By Jean Lotus Staff Reporter

 

The Art Deco building at 180 N. Michigan will be the new home of the American Writer’s Museum (Photo: Chronicle Illinois)

The Art Deco building at 180 N. Michigan will be the new home of the American Writer’s Museum (Photo: Chronicle Illinois)

George Lucas may have flown off to a galaxy far, far away, but Chicagoans can look forward to a brand new museum next year anyway when the American Writers Museum opens in fall of 2017.

Aiming to be a national celebration of American writers and their contribution to the written word, the museum is the brainchild of Malcolm O’Hagan, a D.C.-based retired CEO of the National Electrical Manufacturers Assn. O’Hagan is also a native Irishman and a fan of the Dublin Writers Museum, which opened in 1991 in a restored Georgian mansion.

O’Hagan, a docent at the Library of Congress, said he wondered why there was no similar organization for American writers, and then set out to create one.

“Our board had to set criteria for a location,” O’Hagan said.

. “One of the major factors was since it was a national museum it had to be in a central location. Chicago is the most American of American cities and a lot of history revolved around Chicago,” O’Hagan said.

The12,000 sq. foot museum will be located on the 2nd floor of 180 N. Michigan Avenue.

Funding has been received from the National Endowment for the Humanities and the Chicago Community Trust, as well as from individual donors and family foundations.

“We’re planning a small, intimate museum where you can go an enjoy two hours with the great writers of America,” O’Hagan said.

The digital-based museum will consist of rotating exhibitions in galleries with names such as the Mind of a Writer, the Writer’s Room, the American Identity, Writing Across America, a Chicago gallery and a children’s gallery.

Board member Roberta Rubin, owned Winnetka’s Book Stall for 31 years, said the museum was “tremendously exciting and unique in all the country.”

“In the U.S. we don’t have a place to honor our literary forbearers,” she said.

Living authors will be celebrated in programming such as book signings, poetry readings and the like, but to get a exhibition, an author’s reputation will have to be tested with time.
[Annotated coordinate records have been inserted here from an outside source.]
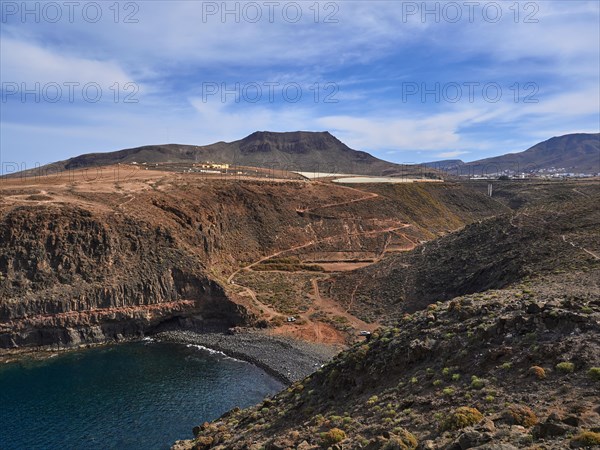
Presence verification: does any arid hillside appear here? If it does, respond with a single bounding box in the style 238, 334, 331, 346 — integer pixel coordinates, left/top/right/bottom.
173, 183, 600, 450
320, 183, 600, 322
0, 165, 506, 348
173, 267, 600, 450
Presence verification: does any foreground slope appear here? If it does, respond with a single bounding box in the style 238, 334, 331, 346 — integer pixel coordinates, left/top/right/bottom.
425, 133, 600, 175
175, 267, 600, 450
175, 186, 600, 450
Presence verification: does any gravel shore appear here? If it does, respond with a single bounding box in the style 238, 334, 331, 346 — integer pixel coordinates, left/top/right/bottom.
153, 331, 342, 384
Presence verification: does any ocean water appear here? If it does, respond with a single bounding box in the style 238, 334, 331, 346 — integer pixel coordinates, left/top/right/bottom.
0, 342, 283, 450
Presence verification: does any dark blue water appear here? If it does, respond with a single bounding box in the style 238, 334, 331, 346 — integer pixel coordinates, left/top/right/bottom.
0, 342, 282, 450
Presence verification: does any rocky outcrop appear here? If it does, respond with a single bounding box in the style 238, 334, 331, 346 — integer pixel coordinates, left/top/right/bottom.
0, 206, 246, 348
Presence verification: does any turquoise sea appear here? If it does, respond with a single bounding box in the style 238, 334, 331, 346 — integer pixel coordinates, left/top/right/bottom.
0, 342, 283, 450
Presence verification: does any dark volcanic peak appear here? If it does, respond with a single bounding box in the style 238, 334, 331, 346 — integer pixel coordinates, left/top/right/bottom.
15, 131, 437, 177
238, 131, 350, 153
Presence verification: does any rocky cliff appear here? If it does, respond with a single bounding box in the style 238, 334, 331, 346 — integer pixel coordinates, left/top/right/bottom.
0, 169, 497, 348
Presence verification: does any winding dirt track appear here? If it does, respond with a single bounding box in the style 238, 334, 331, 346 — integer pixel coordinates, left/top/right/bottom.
227, 186, 414, 342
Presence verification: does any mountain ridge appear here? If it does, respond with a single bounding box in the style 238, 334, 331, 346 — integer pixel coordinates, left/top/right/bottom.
423, 133, 600, 175
14, 131, 436, 176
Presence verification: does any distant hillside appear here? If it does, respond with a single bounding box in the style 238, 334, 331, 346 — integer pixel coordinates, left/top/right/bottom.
424, 133, 600, 175
16, 131, 435, 176
423, 159, 465, 171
“To be featured, a writer will likely have to be dead at least 10 years,” O’Hagan said. “In the Dublin museum they didn’t allow any living authors except Seamus Heaney when he won the Nobel Prize in literature in 1995,” he added.
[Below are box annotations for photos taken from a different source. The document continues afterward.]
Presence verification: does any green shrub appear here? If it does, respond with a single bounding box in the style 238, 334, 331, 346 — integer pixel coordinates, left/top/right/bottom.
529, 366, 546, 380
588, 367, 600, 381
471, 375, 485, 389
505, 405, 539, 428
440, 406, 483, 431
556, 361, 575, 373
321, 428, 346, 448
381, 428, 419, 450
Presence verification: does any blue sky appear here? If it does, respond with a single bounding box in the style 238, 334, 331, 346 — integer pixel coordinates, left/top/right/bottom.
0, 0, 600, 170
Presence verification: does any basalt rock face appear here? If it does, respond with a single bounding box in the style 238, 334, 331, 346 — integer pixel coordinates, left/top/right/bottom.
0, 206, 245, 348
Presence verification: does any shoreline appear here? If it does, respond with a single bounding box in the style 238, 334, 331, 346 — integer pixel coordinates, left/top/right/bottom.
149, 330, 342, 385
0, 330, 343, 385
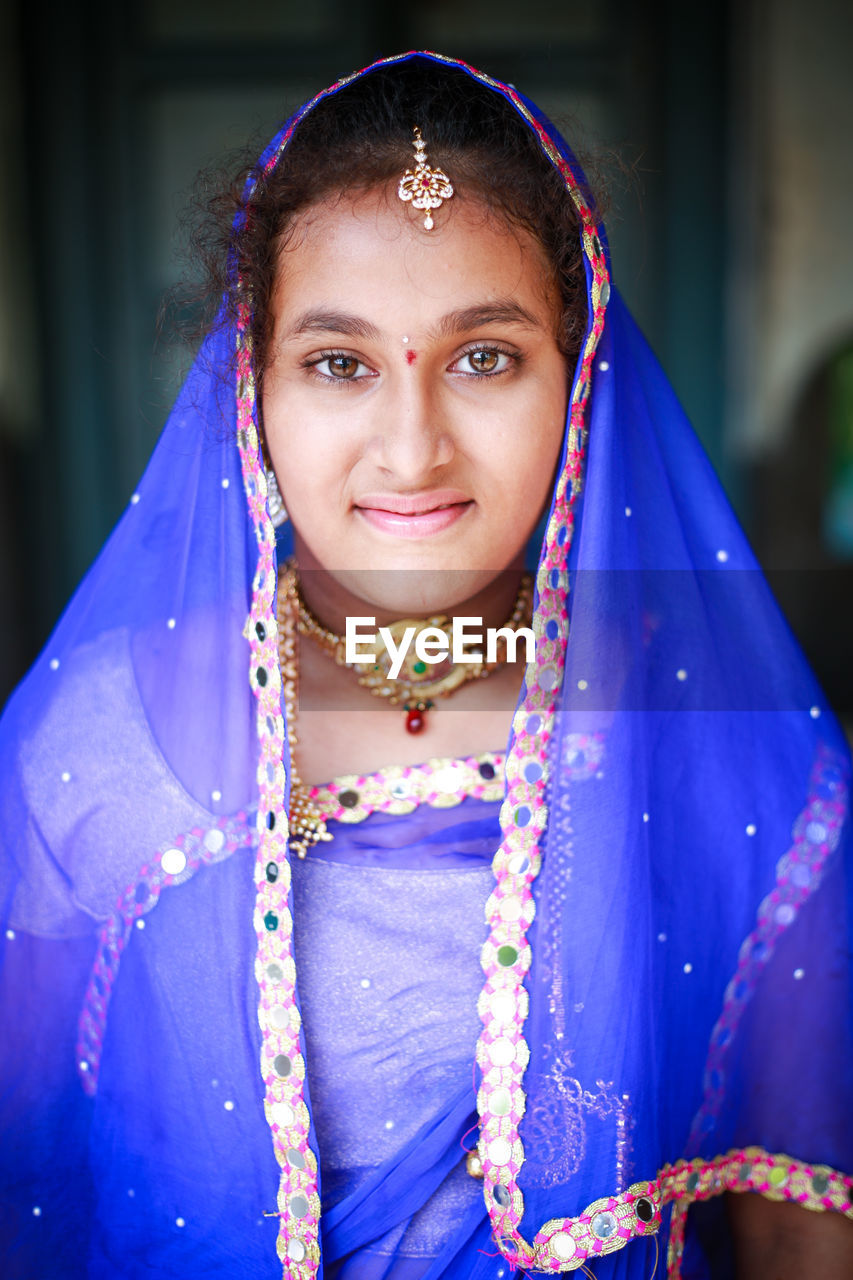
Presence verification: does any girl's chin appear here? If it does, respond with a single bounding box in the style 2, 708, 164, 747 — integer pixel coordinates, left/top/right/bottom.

Nonetheless, authors from Joyce Carol Oates, George Saunders, Scott Turow and Stuart Dybek have warmly endorsed the museum on its website.

The museum will not be a library or have collections of books, O’Hagan said.
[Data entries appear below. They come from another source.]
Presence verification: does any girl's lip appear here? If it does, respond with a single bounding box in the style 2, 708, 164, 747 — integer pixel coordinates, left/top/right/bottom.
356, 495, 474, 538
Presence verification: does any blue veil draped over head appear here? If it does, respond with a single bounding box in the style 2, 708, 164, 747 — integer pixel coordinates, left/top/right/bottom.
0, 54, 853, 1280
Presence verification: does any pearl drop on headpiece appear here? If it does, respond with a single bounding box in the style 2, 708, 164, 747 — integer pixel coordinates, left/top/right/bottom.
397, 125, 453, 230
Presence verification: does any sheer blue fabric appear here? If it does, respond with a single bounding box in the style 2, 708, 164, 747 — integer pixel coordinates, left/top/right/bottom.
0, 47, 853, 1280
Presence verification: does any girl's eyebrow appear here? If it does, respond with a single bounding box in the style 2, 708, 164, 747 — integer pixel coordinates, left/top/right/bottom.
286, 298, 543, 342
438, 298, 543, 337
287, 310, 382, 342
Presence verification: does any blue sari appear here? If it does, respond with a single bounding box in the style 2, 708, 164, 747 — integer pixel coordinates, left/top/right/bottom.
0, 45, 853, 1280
“We’re not artifact-based. The way people read and write is changing and the technology available allows us to present materials in a totally different and much more interesting way.”

Board member S. Leigh Pierson Conant said the museum has partnered with around 50 author-home museums across the country. This will allow digital peeks into the homes of authors such as Louis May Alcott, Truman Capote, Willa Cather, Emily Dickenson or Oak Park’s native son Ernest Hemingway.

“Chicago is known for its museums,” Conant said. “This is going to be unlike any other with a blend of technology that helps enhance our literary history.”

The location was chosen within easy walking distance of many Chicago hotels, O’Hagan said. Plans on the museum website say they expect more than 100,000 visitors and revenue of $1.3 million the first year.

The museum has been backed by Ald. Edward Burke (14th Ward)-Alderman Walter Burnett Jr., (27th Ward) and Ald. Brendan Reilly (42nd Ward), who have posted accolades on the website.

Other board members from Illinois include Roger Baskes, former Newberry Library trustee, Chicago museum Consultant Ronne Hartfield, Publisher James Donnelley, Architect Lamar Johnson, and Chicago construction contractors Allen Bulley III, Mike Clune and John Estey

“Chicago’s a great melting pot of literary tradition with a generous philanthropic community,” O’Hagan said.

O’Hagan said the museum team has so much to work with designing exhibits that celebrate American writers.

“We’re fortunate in America that we have such an abundance of great writers whose works influenced the history and the culture of the nation,” he said.